Was besagt dieser Strauß an Polit-Narrativen?
1. Politik-Kontexte werden in den öffentlichen Foren als Erzählungen vertrauter familiärer, intimer Fantasien kommuniziert. Die Fantasien sind unterfüttert mit den Sehnsüchten und Wünschen nach Verschmelzung und möglichst geringer Differenzierung (Freunde sind einem nah, vertraut und betonen die Gemeinsamkeiten, kaum die Differenzen): wir befinden uns in unseren vier Wänden, in denen wir unsere alltäglichen, persönlichen, nicht riskanten (fremden) Beziehungen pflegen. Solche Fantasien haben mit den demokratischen Prozessen der Auseinandersetzung und des Aushandelns von Differenzen und fremden Interessen bei sehr unterschiedlichen Beziehungen wenig zu tun; denn bei ihnen geht gerade es um den Umgang mit Fremdheit, Konflikten und Kompromissen. Diese hier aufgelisteten Polit-Narrative deuten das Niveau unserer demokratischen Kultur an.
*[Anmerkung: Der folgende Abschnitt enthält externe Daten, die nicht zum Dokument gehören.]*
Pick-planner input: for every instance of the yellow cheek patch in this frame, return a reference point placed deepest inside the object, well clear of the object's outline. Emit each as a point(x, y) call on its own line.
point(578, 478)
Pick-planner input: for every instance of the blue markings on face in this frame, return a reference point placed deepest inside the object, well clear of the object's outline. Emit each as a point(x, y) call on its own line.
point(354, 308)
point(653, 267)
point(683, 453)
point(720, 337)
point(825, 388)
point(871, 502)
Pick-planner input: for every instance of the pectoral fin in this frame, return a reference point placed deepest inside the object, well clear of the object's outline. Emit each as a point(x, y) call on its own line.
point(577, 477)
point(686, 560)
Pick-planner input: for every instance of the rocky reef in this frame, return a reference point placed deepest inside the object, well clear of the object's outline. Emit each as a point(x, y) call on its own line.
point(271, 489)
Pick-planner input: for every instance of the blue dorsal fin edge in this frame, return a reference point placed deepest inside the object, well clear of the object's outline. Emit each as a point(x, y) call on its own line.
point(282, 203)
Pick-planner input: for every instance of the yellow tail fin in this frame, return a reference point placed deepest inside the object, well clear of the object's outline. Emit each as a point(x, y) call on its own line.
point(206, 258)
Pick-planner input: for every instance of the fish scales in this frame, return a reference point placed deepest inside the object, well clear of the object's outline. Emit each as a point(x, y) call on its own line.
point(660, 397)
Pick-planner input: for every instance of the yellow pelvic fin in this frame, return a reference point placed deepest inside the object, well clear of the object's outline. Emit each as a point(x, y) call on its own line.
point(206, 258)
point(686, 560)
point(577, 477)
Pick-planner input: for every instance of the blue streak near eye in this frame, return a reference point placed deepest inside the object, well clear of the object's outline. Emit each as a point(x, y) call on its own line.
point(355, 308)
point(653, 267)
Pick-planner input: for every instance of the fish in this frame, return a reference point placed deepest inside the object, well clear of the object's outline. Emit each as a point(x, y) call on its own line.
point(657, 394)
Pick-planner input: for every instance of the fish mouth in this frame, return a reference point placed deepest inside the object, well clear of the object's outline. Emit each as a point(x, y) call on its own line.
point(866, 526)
2. Natürlich kann man von den kommunizierten Narrativen, die so viel Aufmerksamkeit der öffentlichen Diskussion beanspruchen, nicht auf die Beziehungsrealität schließen, in der bundesdeutsche politische Prozesse in den nicht-öffentlichen Räumen stattfinden. Aber sie dienen der Verständigung über politische Prozesse; wobei sie einen kommunikativen Nebel erzeugen, der die Politik unserer Verfassungsorgane verdeckt. Bevorzugt werden Fantasie-geladene Metapher wie beispielsweise Schirm oder Wende; die dazu gehörige Politik wird unzureichend erklärt. Angela Merkel erzählt - vermutlich mit Bedacht und beraten von ihren Beratern -  die familiaristischen Geschichten weiter. Was machen übrigens unsere Geheimdienste?  Sie scheinen sich buchstäblich hinter dem breiten Rücken ihrer U.S.-Kollegen zu verstecken; während ich das Bild der U.S.-Behörde vor Augen habe, weiß ich gar nicht, wie unsere Behörde aussieht.